PM nega ter cometido excessos e agredido torcedores do Corinthians no Maracanã

Corintianos entraram em confronto com policiais antes de jogo contra o Flamengo

Mariana Durão, O Estado de S. Paulo

23 Outubro 2016 | 23h35

O confronto entre torcedores do Corinthians e policiais militares no jogo entre o time paulista e o Flamengo neste domingo, no Maracanã, acabou com 40 torcedores detidos. De acordo com o major Silvio Luiz, do Grupamento Especial do Policiamento em Estádios (Gepe), a polícia conseguiu identificar todos os agressores de policiais que estavam no estádio. O grupo foi conduzido à Cidade da Polícia.

Ao final do jogo, policiais cercaram os torcedores do Corinthians no setor de visitantes. Os que não ficaram detidos só foram liberados quase três horas após o fim da partida. Mulheres e crianças foram liberadas, enquanto os homens foram detidos e obrigados a tirar a camisa e levantar o rosto. O objetivo era identificar se no grupo havia torcedores que tivessem participado da agressão aos PMs. As imagens chocaram e nas redes sociais houve rumores de que torcedores estariam sendo agredidos pela polícia.

Segundo o major, muitos agressores foram identificados por tatuagens, por isso o pedido para que tirassem a camisa. Questionado sobre possíveis agressões a torcedores em salas do Maracanã durante a triagem, ele negou. "Negativo. Não tem nenhuma sala ali em cima. A gente foi tirando da arquibancada e levando para a área de circulação e ficaram sentados aguardando para serem encaminhados ao Juizado Especial Criminal ou serem liberados", disse.

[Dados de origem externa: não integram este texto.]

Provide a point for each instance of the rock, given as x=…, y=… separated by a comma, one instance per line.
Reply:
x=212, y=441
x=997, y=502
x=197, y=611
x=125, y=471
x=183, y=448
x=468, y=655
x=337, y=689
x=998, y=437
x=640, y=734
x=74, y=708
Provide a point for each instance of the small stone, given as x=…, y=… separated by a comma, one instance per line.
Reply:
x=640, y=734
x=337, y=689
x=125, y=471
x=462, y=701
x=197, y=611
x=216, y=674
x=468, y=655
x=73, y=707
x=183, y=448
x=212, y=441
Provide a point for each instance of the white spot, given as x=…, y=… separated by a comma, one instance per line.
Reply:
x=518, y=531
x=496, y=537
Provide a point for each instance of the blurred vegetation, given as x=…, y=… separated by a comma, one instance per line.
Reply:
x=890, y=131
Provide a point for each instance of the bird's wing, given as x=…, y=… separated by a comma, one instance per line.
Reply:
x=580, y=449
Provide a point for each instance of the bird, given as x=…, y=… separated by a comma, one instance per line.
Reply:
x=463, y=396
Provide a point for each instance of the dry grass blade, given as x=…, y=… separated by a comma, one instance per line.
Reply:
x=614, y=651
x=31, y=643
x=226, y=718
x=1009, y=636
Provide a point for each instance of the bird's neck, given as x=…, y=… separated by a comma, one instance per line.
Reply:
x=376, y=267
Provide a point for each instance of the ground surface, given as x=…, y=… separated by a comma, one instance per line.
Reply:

Caberá ao delegado de plantão na Central de Garantia da PM, onde os detidos serão apresentados, decidir se eles responderão em liberdade ou se vão para algum presídio. Segundo o major é praxe a torcida adversária aguardar dentro do estádio após o fim do jogo até a saída de toda a torcida do time da casa, neste caso o Flamengo.

Para o major, se houve excesso foi por parte dos torcedores corintianos, a quem classificou de "gangue". "Acho que houve grande excesso por parte dos torcedores. Nem chamo assim, na verdades, esses são uma verdadeira gangue. Vieram para se digladiar. Trocamos e-mail, buscamos liberar os materiais solicitados, escoltamos a torcida. Colocamos os torcedores dentro do estádio em segurança. Por isso, acredito que houve excesso", disse.

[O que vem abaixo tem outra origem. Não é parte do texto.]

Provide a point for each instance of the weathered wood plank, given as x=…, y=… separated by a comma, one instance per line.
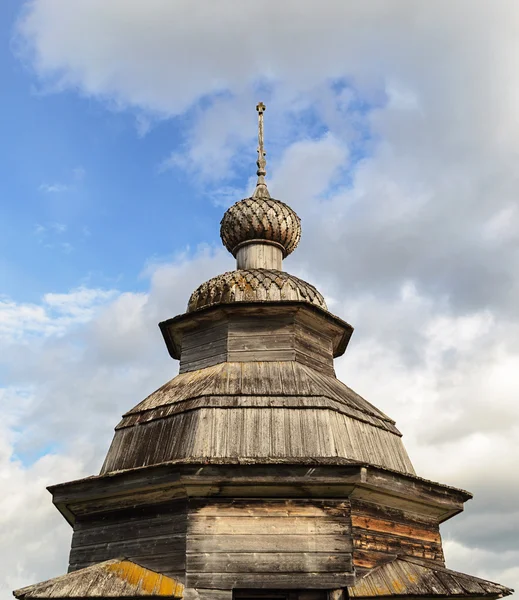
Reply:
x=269, y=507
x=270, y=580
x=199, y=594
x=268, y=543
x=171, y=545
x=199, y=525
x=268, y=562
x=121, y=531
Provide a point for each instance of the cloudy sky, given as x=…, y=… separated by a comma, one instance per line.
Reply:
x=392, y=128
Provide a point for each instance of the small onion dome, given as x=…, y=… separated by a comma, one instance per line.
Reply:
x=254, y=285
x=260, y=219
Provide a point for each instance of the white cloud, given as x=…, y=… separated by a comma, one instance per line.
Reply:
x=54, y=188
x=393, y=131
x=53, y=316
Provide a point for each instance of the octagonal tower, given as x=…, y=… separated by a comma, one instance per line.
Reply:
x=255, y=472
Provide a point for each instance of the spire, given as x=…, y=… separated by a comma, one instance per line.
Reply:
x=261, y=190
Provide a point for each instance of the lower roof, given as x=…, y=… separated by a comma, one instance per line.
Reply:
x=401, y=577
x=117, y=578
x=405, y=576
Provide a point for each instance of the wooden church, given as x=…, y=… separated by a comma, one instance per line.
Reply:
x=255, y=473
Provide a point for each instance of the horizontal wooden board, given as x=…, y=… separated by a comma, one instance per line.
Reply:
x=268, y=543
x=270, y=580
x=198, y=594
x=409, y=530
x=200, y=525
x=268, y=562
x=174, y=545
x=142, y=529
x=268, y=507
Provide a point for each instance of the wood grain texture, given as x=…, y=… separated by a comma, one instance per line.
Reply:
x=154, y=536
x=405, y=577
x=380, y=532
x=255, y=432
x=109, y=579
x=267, y=542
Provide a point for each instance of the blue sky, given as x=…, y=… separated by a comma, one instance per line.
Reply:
x=393, y=131
x=85, y=201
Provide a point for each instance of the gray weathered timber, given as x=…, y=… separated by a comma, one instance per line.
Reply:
x=252, y=338
x=299, y=310
x=250, y=433
x=109, y=579
x=254, y=285
x=271, y=537
x=154, y=537
x=233, y=479
x=259, y=256
x=408, y=577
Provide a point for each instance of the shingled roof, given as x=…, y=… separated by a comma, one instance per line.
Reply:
x=118, y=578
x=410, y=577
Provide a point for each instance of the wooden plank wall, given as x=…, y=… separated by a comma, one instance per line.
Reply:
x=268, y=543
x=204, y=347
x=256, y=338
x=380, y=531
x=261, y=339
x=154, y=537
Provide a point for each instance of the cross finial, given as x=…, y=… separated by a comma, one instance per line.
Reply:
x=261, y=186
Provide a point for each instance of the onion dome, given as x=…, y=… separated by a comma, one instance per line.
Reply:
x=260, y=220
x=254, y=285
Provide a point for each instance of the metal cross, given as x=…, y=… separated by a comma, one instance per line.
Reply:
x=262, y=162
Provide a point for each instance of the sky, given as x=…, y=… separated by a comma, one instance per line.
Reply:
x=392, y=128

O comandante do Gepe relatou ainda que havia muitos torcedores com ingressos falsos e até sem ingresso, o que acabou gerando confusão. "Precisamos realizar uma ação para organizar a entrada dos torcedores e nesse momento, houve algumas tentativas de invasão do estádio pela torcida", contou.

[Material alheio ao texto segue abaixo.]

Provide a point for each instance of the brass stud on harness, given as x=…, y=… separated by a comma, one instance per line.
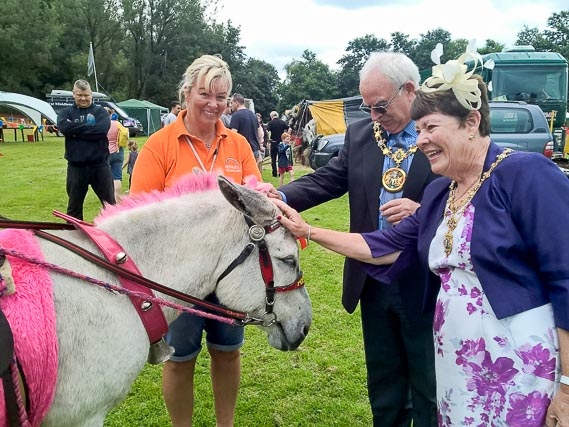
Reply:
x=256, y=233
x=121, y=257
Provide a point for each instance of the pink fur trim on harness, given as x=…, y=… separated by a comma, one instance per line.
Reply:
x=31, y=314
x=190, y=183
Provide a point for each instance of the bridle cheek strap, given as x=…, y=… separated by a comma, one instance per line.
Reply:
x=267, y=273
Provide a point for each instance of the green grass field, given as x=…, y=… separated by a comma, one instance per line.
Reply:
x=320, y=384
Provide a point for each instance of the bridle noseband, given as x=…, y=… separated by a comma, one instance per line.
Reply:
x=257, y=235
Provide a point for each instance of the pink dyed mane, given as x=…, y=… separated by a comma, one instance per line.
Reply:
x=190, y=183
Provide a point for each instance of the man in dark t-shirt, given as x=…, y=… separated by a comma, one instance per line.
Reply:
x=245, y=122
x=275, y=127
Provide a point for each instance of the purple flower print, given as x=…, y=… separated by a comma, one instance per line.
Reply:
x=488, y=406
x=475, y=293
x=438, y=322
x=501, y=341
x=537, y=361
x=443, y=410
x=471, y=350
x=527, y=410
x=440, y=312
x=490, y=377
x=444, y=274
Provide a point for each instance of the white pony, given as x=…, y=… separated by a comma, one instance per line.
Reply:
x=184, y=242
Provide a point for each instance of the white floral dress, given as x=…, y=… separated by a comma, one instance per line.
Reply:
x=490, y=372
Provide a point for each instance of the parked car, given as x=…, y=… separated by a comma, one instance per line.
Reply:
x=520, y=126
x=513, y=124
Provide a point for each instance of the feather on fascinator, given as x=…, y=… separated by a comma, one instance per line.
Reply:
x=454, y=75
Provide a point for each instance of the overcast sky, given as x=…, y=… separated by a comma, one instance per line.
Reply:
x=279, y=31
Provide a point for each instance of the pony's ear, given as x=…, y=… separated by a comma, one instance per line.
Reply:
x=251, y=203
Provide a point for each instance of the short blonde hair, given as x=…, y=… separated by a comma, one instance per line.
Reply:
x=207, y=67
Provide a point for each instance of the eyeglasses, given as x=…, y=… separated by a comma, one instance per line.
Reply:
x=380, y=108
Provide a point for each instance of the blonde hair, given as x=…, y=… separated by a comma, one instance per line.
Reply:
x=210, y=68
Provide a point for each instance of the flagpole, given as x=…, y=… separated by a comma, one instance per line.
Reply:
x=91, y=68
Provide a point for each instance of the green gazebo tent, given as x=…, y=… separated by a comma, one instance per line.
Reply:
x=146, y=112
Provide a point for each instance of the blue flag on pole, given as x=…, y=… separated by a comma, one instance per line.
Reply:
x=91, y=61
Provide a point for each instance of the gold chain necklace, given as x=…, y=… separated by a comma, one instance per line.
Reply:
x=454, y=210
x=393, y=179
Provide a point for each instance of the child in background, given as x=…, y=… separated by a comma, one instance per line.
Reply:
x=285, y=158
x=131, y=159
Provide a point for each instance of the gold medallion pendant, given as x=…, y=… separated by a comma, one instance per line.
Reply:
x=393, y=179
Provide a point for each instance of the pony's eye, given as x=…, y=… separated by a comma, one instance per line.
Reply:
x=289, y=260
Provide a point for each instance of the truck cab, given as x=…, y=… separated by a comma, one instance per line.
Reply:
x=522, y=74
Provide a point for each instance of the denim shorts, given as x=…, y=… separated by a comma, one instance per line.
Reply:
x=116, y=160
x=185, y=335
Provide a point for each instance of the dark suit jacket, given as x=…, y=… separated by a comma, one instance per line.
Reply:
x=357, y=170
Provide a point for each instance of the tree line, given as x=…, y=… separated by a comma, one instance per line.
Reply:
x=142, y=48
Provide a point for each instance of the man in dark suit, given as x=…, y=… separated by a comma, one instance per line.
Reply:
x=397, y=333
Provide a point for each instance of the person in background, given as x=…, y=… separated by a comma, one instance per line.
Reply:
x=397, y=334
x=131, y=160
x=116, y=158
x=85, y=126
x=175, y=108
x=285, y=158
x=275, y=127
x=198, y=139
x=501, y=327
x=262, y=136
x=245, y=122
x=226, y=116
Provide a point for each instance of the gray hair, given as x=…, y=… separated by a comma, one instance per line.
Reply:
x=82, y=85
x=208, y=67
x=396, y=66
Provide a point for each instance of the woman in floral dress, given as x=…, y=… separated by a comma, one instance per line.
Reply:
x=486, y=229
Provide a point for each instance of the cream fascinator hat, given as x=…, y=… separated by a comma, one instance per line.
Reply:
x=454, y=75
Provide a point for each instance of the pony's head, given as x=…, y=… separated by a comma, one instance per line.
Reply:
x=292, y=308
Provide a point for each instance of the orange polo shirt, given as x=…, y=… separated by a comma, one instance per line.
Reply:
x=167, y=156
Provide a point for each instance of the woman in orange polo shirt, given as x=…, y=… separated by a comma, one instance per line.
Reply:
x=198, y=139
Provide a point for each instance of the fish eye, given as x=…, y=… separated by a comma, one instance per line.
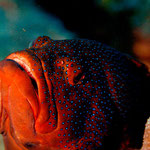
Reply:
x=78, y=78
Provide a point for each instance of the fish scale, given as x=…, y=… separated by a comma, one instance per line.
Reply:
x=103, y=115
x=88, y=93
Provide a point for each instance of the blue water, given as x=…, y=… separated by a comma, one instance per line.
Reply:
x=22, y=21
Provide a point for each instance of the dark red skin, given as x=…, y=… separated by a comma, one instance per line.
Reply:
x=70, y=95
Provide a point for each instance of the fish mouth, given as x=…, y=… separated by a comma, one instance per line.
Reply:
x=26, y=69
x=34, y=68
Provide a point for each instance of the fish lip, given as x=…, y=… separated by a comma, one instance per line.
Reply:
x=26, y=69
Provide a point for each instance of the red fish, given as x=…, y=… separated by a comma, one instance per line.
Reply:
x=72, y=95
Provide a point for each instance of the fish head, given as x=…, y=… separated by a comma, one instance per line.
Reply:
x=63, y=94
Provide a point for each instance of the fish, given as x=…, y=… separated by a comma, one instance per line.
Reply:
x=72, y=95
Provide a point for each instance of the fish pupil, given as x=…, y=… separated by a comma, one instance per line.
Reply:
x=77, y=78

A PM deverá encaminhar todos os relatórios aos órgãos competentes para que possam haver as punições cabíveis aos torcedores. O Gepe, segundo o major, iria escoltar o restante da torcida do Corinthians até um local em segurança, bem próximo ao limite do estado. O policial que aparece sendo agredido nas imagens do estádio passa bem.